03 - Août 1940 – Picasso s’installe aux Grands-Augustins

     7, rue des Grands Augustins


Chapitres :

     Picasso en 1940

     Œuvres de cette période

     Les visites, plus ou moins amicales

     Ernst Jünger

     La mort de Max Jacob

     Le tragique destin de Robert Desnos

Picasso en 1940

Après son retour de Royan, Pablo Picasso loge quelque temps dans son appartement rue La Boétie, avant de s’installer totalement dans les pièces attenantes à son atelier rue des Grands-Augustins, celui où il avait peint Guernica. Il y restera durant toute l’Occupation.

Contrairement à plusieurs de ses amis, Max Jacob, Robert Desnos (cf. ci-dessous),  il n’est pas inquiété par l’occupant ; il n’entre pas non plus dans la Résistance, comme René Char.

Pourtant, tout pourrait le condamner : révolutionnaire, proche des communistes, antifranquiste déclaré et l’une des figures de proue de cet art dégénéré  tant détesté par les nazis (pas tous…). Sa grande renommée internationale le protège sans doute.
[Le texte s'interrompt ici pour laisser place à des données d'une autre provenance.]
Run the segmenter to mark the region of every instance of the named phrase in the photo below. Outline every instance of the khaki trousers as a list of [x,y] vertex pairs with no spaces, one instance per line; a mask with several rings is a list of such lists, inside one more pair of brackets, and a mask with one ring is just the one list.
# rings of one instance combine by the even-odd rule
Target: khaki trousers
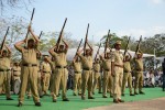
[[94,86],[92,86],[92,92],[95,92],[97,85],[99,86],[98,92],[101,92],[101,75],[100,75],[100,73],[95,73],[94,78],[95,78],[95,80],[94,80]]
[[75,73],[74,75],[74,94],[81,94],[81,73]]
[[110,92],[110,96],[113,96],[113,77],[111,75],[110,75],[107,88],[108,88],[108,91]]
[[42,96],[42,82],[41,82],[41,73],[37,72],[37,90],[38,90],[38,95]]
[[84,70],[81,78],[82,78],[81,96],[85,97],[86,87],[88,86],[88,97],[91,97],[92,96],[92,70]]
[[28,87],[28,82],[30,82],[32,96],[34,102],[40,102],[38,91],[37,91],[37,67],[22,67],[22,75],[21,75],[21,88],[19,95],[19,101],[23,102],[25,90]]
[[113,99],[121,99],[121,87],[123,78],[123,68],[114,66],[114,77],[113,77]]
[[47,92],[50,87],[50,78],[51,78],[50,73],[44,73],[42,89],[45,94]]
[[6,89],[6,96],[7,98],[10,98],[10,72],[0,72],[0,91]]
[[103,70],[103,82],[102,82],[102,85],[103,85],[103,88],[102,88],[102,96],[107,96],[107,89],[108,88],[110,88],[110,87],[108,87],[109,85],[109,82],[110,82],[110,76],[111,76],[111,72],[109,70]]
[[135,72],[135,84],[134,84],[134,92],[142,91],[143,88],[143,72]]
[[59,91],[59,85],[62,84],[62,98],[66,99],[66,85],[68,78],[68,70],[66,68],[55,68],[55,76],[54,76],[54,95],[53,99],[57,99],[57,95]]
[[131,73],[124,73],[123,74],[122,90],[121,90],[122,94],[124,94],[124,91],[125,91],[127,82],[128,82],[128,86],[130,89],[130,94],[132,94],[132,75],[131,75]]

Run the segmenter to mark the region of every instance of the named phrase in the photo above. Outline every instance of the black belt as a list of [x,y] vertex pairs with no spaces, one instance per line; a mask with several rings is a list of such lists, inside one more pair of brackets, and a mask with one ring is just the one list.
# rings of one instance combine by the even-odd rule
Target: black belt
[[10,72],[10,69],[6,69],[6,70],[3,70],[3,69],[0,69],[0,72]]
[[20,70],[13,70],[13,72],[20,72]]
[[43,73],[51,73],[51,72],[43,72]]
[[36,64],[23,64],[23,66],[37,66]]
[[84,68],[84,70],[92,70],[92,69],[89,69],[89,68]]
[[109,72],[110,69],[105,69],[106,72]]
[[56,68],[66,68],[66,66],[56,66]]
[[81,73],[81,72],[75,72],[75,74],[79,74],[79,73]]
[[20,75],[14,75],[15,77],[20,77]]

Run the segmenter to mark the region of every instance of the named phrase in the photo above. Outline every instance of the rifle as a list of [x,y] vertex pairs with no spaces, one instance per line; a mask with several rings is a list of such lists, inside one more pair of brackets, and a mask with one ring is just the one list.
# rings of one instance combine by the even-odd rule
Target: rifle
[[[78,45],[78,47],[77,47],[76,53],[79,51],[79,47],[80,47],[80,45],[81,45],[81,42],[82,42],[82,38],[81,38],[80,42],[79,42],[79,45]],[[75,56],[76,56],[76,55],[75,55]]]
[[[32,24],[32,20],[33,20],[34,11],[35,11],[35,8],[33,8],[33,12],[32,12],[32,15],[31,15],[31,21],[30,21],[29,26]],[[25,35],[25,40],[28,40],[28,36],[29,36],[29,29],[28,29],[28,32],[26,32],[26,35]]]
[[138,43],[138,45],[136,45],[135,54],[136,54],[138,51],[140,50],[140,43],[141,43],[141,41],[142,41],[142,35],[141,35],[140,41],[139,41],[139,43]]
[[110,36],[110,30],[108,31],[108,36],[107,36],[107,38],[106,38],[106,45],[105,45],[105,57],[107,56],[106,54],[107,54],[107,47],[108,47],[108,41],[109,41],[109,36]]
[[95,56],[95,61],[97,59],[97,55],[99,55],[100,47],[101,47],[101,43],[99,44],[99,48],[98,48],[97,54],[96,54],[96,56]]
[[8,30],[7,30],[6,35],[4,35],[4,37],[3,37],[3,41],[2,41],[2,44],[1,44],[0,51],[3,50],[4,43],[6,43],[6,38],[7,38],[8,32],[9,32],[9,28],[10,28],[10,26],[8,26]]
[[56,43],[56,46],[57,46],[56,51],[58,50],[59,43],[62,41],[62,36],[63,36],[63,32],[64,32],[64,28],[65,28],[66,21],[67,21],[67,18],[65,19],[65,22],[64,22],[63,28],[61,30],[61,33],[59,33],[59,36],[58,36],[58,40],[57,40],[57,43]]
[[128,52],[128,47],[129,47],[129,43],[130,43],[130,38],[131,38],[131,36],[129,36],[129,40],[128,40],[128,43],[127,43],[127,46],[125,46],[125,51],[124,51],[124,55],[123,55],[123,56],[125,56],[125,54],[127,54],[127,52]]
[[40,33],[40,35],[38,35],[38,40],[41,38],[42,34],[43,34],[43,31],[41,31],[41,33]]
[[86,46],[87,46],[87,40],[88,40],[88,30],[89,30],[89,23],[88,23],[88,26],[87,26],[86,38],[85,38],[85,44],[84,44],[84,56],[86,55]]

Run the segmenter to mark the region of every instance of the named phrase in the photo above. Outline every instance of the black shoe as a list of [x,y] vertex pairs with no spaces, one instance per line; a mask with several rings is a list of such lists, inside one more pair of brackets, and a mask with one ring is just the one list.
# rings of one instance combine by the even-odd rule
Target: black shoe
[[88,99],[95,99],[94,97],[88,97]]
[[108,98],[107,96],[102,96],[102,98]]
[[56,99],[53,99],[53,102],[57,102],[57,100],[56,100]]
[[138,92],[134,92],[134,95],[139,95]]
[[41,102],[35,102],[35,106],[36,107],[41,107]]
[[43,96],[40,96],[40,98],[43,98]]
[[69,100],[66,98],[66,99],[63,99],[63,101],[69,101]]
[[86,98],[84,96],[81,96],[81,100],[86,100]]
[[19,103],[18,103],[18,107],[22,107],[22,106],[23,106],[22,102],[19,102]]
[[28,99],[30,99],[31,97],[30,96],[28,96]]
[[145,95],[143,91],[140,91],[141,95]]
[[118,99],[119,102],[124,102],[124,100]]
[[7,98],[7,100],[13,100],[12,98]]
[[134,94],[130,94],[130,96],[134,96]]

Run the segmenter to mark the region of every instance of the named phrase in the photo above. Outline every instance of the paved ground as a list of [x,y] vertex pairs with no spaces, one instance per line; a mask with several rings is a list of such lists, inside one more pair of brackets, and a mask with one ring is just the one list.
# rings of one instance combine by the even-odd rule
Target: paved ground
[[86,110],[165,110],[165,98],[158,98],[147,101],[117,103],[111,106],[90,108]]

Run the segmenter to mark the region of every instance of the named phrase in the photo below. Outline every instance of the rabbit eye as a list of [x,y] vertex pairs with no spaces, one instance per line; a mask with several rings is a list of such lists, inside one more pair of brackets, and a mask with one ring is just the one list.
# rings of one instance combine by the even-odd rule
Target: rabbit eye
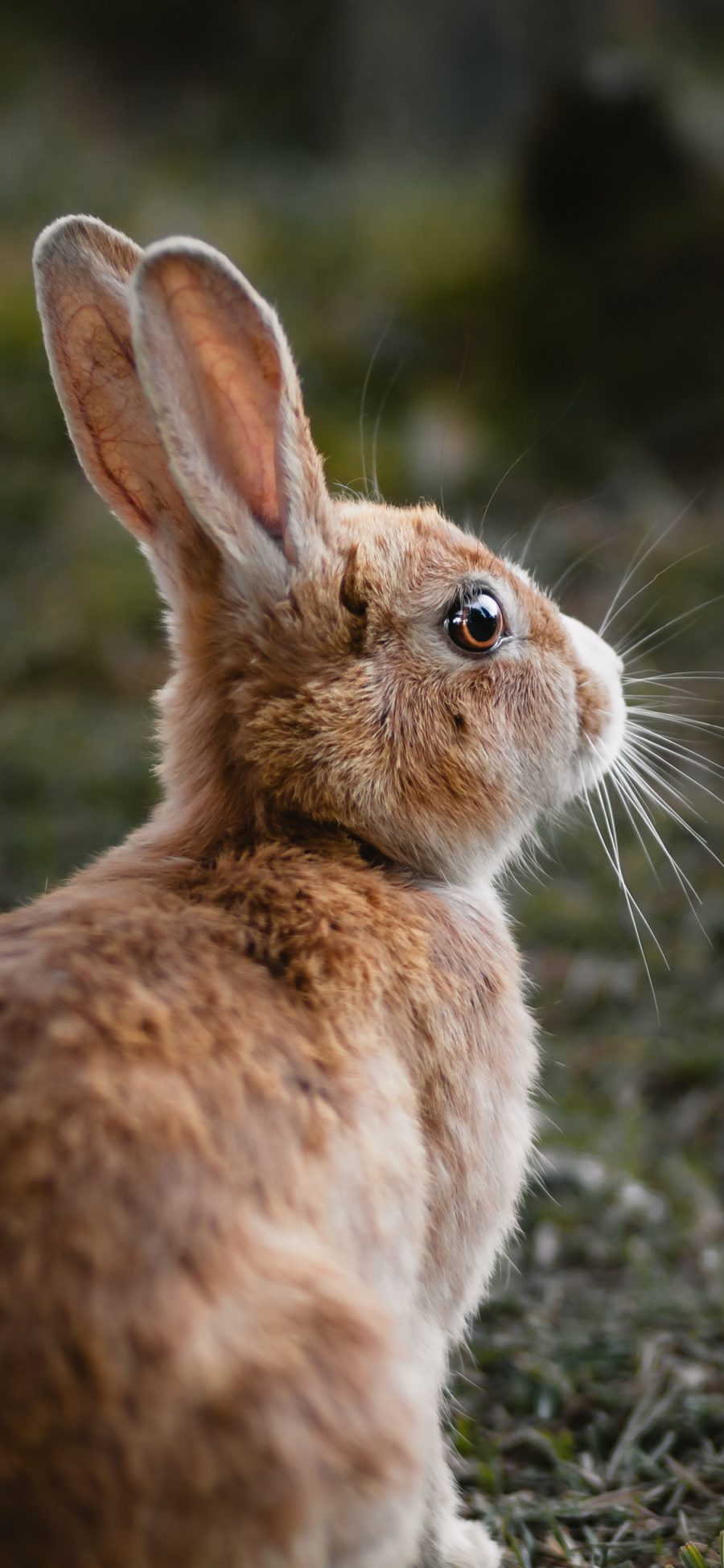
[[469,654],[489,654],[506,633],[498,601],[487,590],[459,597],[445,619],[445,630],[456,648]]

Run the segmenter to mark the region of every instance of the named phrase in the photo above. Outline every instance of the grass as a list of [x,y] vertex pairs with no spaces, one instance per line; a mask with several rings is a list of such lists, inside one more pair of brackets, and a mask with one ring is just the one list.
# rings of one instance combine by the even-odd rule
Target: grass
[[[20,130],[0,285],[0,903],[118,840],[155,797],[160,616],[141,558],[75,472],[30,295],[30,243],[58,212],[99,212],[141,240],[188,229],[248,267],[282,306],[340,481],[360,472],[360,390],[392,317],[365,426],[370,464],[379,414],[382,488],[393,500],[443,489],[453,514],[476,519],[525,453],[486,532],[517,555],[539,516],[528,564],[544,582],[567,574],[564,608],[592,624],[633,546],[697,492],[664,480],[650,445],[621,442],[617,405],[616,419],[600,414],[625,365],[599,386],[594,358],[580,395],[578,365],[545,381],[563,337],[577,340],[559,332],[553,348],[538,343],[530,379],[528,337],[511,334],[525,323],[520,301],[541,314],[545,299],[520,289],[553,282],[516,249],[500,182],[475,171],[428,183],[395,182],[395,171],[265,176],[221,149],[194,154],[193,124],[188,144],[161,149],[108,127],[100,100],[91,135],[67,111],[64,82],[63,93],[45,80],[22,91],[27,102],[16,94],[5,110]],[[653,337],[646,328],[638,375]],[[644,635],[724,591],[715,502],[694,503],[661,538],[647,571],[664,568],[617,624],[646,608]],[[719,624],[716,605],[693,615],[650,662],[721,668]],[[716,720],[719,690],[702,682],[691,702]],[[722,853],[721,814],[700,792],[697,804]],[[722,873],[669,825],[710,947],[663,856],[653,851],[657,883],[621,826],[632,889],[669,961],[650,952],[658,1016],[591,823],[550,837],[542,884],[525,873],[525,891],[511,883],[541,1021],[541,1168],[461,1356],[451,1430],[467,1505],[522,1568],[722,1562]]]

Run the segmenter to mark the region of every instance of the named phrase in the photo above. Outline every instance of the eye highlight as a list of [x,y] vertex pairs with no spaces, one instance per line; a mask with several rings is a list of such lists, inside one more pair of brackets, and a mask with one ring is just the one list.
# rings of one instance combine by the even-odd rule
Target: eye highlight
[[503,610],[487,588],[461,593],[443,626],[450,641],[469,654],[491,654],[508,632]]

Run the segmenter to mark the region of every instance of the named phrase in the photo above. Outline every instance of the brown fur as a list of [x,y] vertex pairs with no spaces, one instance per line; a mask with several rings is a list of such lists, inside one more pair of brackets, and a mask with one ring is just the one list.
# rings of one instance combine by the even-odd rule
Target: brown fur
[[[492,1568],[437,1435],[530,1149],[492,878],[616,679],[433,508],[331,500],[213,252],[71,220],[38,274],[174,671],[152,822],[3,920],[0,1568]],[[478,579],[483,660],[442,626]]]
Les oeuvres de cette période

Beaucoup de portraits de Dora Maar, sa compagne

Et d'autres

Les visites, plus ou moins amicales

Il n’est pas pour autant à l’abri d’attaques et de mesures discriminatoires. Il n’échappe pas aux quolibets des critiques collabos, «Matisse à la poubelle», «Picasso à Charenton» ; il lui est interdit de présenter ses œuvres en public ; des agents de la Gestapo viennent lui rendre visite.

Picasso évoque ces visites : « Quelquefois il y avait des Boches qui venaient chez moi sous prétexte d’admirer mes tableaux. Je leur distribuais des cartes postales reproduisant Guernica et je leur disais : «Emportez-les. Souvenir ! Souvenir!»

Des officiers supérieurs, amateurs d’art, viennent aussi lui rendre visite, en civil, (voir ci-dessous l’extrait du journal d’Ernst Jünger), certains demandent incidemment des nouvelles de certaines de ses relations, le galeriste Paul Rosenberg par exemple… D’autres, faisant des remarques sur ses bronzes, ont cette répartie de la part du peintre : «Ils ne vous aideront pas à faire vos canons. – Non, répond l’un d’eux, mais ils pourraient en faire de petits » Une menace sans suite.

Une autre fois, un de ces visiteurs, voyant une reproduction de Guernica sur une table :

L’attitude intransigeante et indépendante de Picasso fit de lui un centre de gravité d'un monde où beaucoup étaient encore hébétés et inactifs. 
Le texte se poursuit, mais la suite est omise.